On June 27, 2013 President Obama presented a speech on his most recent version of a Climate Policy. Besides proposing the U.S. become more involved internationally, the issue of controlling carbon emissions from power plants has clearly become a new priority.
Recent U.S. Carbon Emissions Performance
U.S. carbon emissions (from consumption of fossil fuels) peaked in 2007 at 6023 million metric tons per year (MMT/yr.) and total emissions have since declined by about 12% in 2012. This reduction in carbon emissions has been due primarily to reduced coal and petroleum consumption. Natural gas consumption actually increased by almost 10% 2007-12.
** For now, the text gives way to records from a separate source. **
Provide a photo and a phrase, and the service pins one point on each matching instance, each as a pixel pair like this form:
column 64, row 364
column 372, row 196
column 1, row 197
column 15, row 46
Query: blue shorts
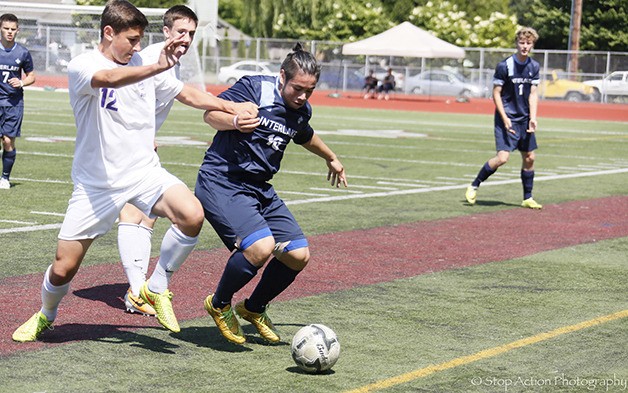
column 507, row 141
column 242, row 212
column 11, row 120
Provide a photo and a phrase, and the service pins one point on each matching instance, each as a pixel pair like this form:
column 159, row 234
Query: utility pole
column 574, row 36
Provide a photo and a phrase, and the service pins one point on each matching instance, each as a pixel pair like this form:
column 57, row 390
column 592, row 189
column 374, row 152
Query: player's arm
column 533, row 101
column 336, row 171
column 499, row 105
column 29, row 79
column 123, row 76
column 245, row 122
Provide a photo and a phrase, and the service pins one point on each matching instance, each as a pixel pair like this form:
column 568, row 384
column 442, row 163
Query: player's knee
column 193, row 216
column 296, row 259
column 260, row 251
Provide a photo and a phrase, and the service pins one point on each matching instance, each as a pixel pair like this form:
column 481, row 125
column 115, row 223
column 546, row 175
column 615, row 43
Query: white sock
column 134, row 244
column 51, row 296
column 175, row 247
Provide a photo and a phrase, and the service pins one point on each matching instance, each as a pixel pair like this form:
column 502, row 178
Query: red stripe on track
column 94, row 308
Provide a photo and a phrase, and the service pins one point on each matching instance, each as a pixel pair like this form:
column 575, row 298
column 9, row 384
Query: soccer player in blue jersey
column 515, row 94
column 244, row 209
column 14, row 60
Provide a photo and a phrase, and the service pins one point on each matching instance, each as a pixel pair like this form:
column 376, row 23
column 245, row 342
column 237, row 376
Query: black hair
column 179, row 12
column 8, row 18
column 300, row 60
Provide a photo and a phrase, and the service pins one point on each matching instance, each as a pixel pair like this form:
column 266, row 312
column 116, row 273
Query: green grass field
column 402, row 167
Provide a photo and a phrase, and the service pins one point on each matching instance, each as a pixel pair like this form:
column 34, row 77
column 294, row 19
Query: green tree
column 604, row 24
column 446, row 21
column 137, row 3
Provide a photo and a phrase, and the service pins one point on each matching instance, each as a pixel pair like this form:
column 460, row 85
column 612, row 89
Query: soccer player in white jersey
column 113, row 95
column 135, row 228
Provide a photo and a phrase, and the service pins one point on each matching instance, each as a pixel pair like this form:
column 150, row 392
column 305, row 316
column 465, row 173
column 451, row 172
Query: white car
column 231, row 74
column 380, row 73
column 612, row 88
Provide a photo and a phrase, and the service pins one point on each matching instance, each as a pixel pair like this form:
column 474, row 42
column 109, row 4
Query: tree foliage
column 604, row 24
column 475, row 23
column 446, row 21
column 137, row 3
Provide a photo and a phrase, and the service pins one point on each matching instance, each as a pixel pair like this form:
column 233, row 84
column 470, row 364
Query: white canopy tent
column 404, row 40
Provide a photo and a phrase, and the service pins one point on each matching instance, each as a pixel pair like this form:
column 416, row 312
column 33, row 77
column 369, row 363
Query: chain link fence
column 52, row 47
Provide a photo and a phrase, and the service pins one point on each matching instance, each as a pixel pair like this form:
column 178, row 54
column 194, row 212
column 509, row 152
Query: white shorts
column 93, row 211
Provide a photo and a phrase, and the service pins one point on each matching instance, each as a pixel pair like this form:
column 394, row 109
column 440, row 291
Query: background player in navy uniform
column 14, row 59
column 515, row 94
column 243, row 207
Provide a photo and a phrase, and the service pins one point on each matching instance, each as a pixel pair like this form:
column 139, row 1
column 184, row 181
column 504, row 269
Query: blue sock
column 484, row 174
column 275, row 279
column 527, row 180
column 238, row 272
column 8, row 159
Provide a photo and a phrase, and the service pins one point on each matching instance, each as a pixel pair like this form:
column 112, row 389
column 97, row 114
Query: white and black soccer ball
column 315, row 348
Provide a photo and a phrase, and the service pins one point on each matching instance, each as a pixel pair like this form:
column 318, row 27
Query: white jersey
column 150, row 55
column 115, row 126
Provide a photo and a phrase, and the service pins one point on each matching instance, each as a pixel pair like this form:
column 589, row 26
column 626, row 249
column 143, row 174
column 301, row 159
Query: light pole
column 574, row 36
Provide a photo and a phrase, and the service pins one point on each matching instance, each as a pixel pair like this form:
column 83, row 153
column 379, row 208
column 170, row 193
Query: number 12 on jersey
column 108, row 99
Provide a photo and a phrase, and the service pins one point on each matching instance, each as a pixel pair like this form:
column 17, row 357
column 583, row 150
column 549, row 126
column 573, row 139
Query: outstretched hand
column 169, row 55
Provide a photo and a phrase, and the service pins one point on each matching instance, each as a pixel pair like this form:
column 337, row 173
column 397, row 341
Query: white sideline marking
column 455, row 187
column 49, row 214
column 360, row 195
column 302, row 193
column 31, row 228
column 18, row 222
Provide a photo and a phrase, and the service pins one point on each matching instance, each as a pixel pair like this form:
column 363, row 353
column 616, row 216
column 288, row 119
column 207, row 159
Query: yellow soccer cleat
column 32, row 329
column 226, row 321
column 531, row 204
column 135, row 304
column 471, row 195
column 262, row 322
column 162, row 303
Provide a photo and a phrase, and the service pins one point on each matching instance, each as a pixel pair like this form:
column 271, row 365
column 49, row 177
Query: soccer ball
column 315, row 348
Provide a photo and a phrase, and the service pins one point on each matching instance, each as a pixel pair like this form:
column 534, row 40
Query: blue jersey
column 516, row 80
column 256, row 156
column 12, row 62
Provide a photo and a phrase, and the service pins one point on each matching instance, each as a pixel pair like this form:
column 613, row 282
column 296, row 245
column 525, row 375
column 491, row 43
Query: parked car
column 565, row 89
column 612, row 88
column 333, row 77
column 231, row 74
column 380, row 72
column 443, row 83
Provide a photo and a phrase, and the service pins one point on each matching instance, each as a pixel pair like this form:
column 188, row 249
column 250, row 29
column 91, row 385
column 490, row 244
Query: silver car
column 443, row 83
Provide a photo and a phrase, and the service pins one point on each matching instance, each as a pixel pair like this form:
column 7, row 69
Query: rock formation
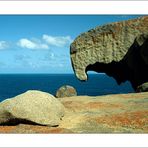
column 66, row 91
column 32, row 107
column 119, row 49
column 120, row 113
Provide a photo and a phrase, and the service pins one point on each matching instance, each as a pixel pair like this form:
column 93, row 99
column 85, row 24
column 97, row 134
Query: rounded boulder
column 32, row 107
The reduction in overall U.S. carbon emissions has been due to a number of factors. The largest contributing factor is due to recent increases in domestic production and decline in natural gas prices. This development led to substantial ‘fuels switching’ from more expensive coal to cheaper natural gas. The second largest contributing factor is due to increased light vehicle fuel efficiency standards (CAFE) put in place by past Administrations and recently updated by the current Administration. The third largest carbon emission reduction factor is due to a combination of general energy efficiency upgrades and the 2007-09 economic recession. The combination of these top-3 factors accounted for about 83% of reduced U.S. carbon emissions 2007-12.
Wind and solar power generation capacities have increased by 600% and 300% respectively over the past five years. Expansion of these renewables have accounted for about 13% of total reduced U.S. carbon emissions 2007-12.
Current Projected U.S. Carbon Emissions
The DOE/EIA routinely develops projections for U.S. energy consumption and associated carbon emissions. These projections include the impacts of all significant regulations and market factors that can affect energy production and consumption. The latest projection, ‘Annual Energy Outlook 2013’ (AEO 2013), includes the impacts of the latest new CAFE standards, increased oil & gas production, further recovery from the most recent economic recession, and growth in population and GDP.
The AEO 2013 (reference case) report projects that total U.S. carbon emissions are expected to increase 2013-20. This increase is due to projected growth in natural gas and coal consumption over the next 7 years. These results are somewhat surprising considering the recent progress made since 2007 in reducing U.S. carbon emissions, particularly in the growth of renewables and improved energy efficiency. While the EIA projects that renewables and energy efficiency will continue to grow significantly through 2020, the full recovery of the economy and growth in population are anticipated to more than off-set these gains in clean energy and efficiency.
Feasible Actions to Achieve Obama’s Climate Policy Carbon Emission Target
President Obama’s current Climate Policy addresses a number of factors not included in the AEO 2013 report. The most significant missing factors appear to be the carbon target of reducing 2005 levels by 17% in 2020 and limiting power plant carbon emissions. Achieving such a carbon reduction target would reduce U.S. total emissions to 4,979 MMT/yr. in 2020. Since 2005 actual U.S. carbon emissions have been reduced from 5,999 MMT/yr. to 5,290 MMT/yr. in 2012. This 709 MMT/yr. reduction in U.S. carbon emissions was due to the combination of fuels-switching, efficiency upgrades and the economic recession. As the U.S. more fully recovers from the recent economic recession how can the current level of U.S. carbon emissions be feasibly reduced to 4,979 MMT/yr. in 2020?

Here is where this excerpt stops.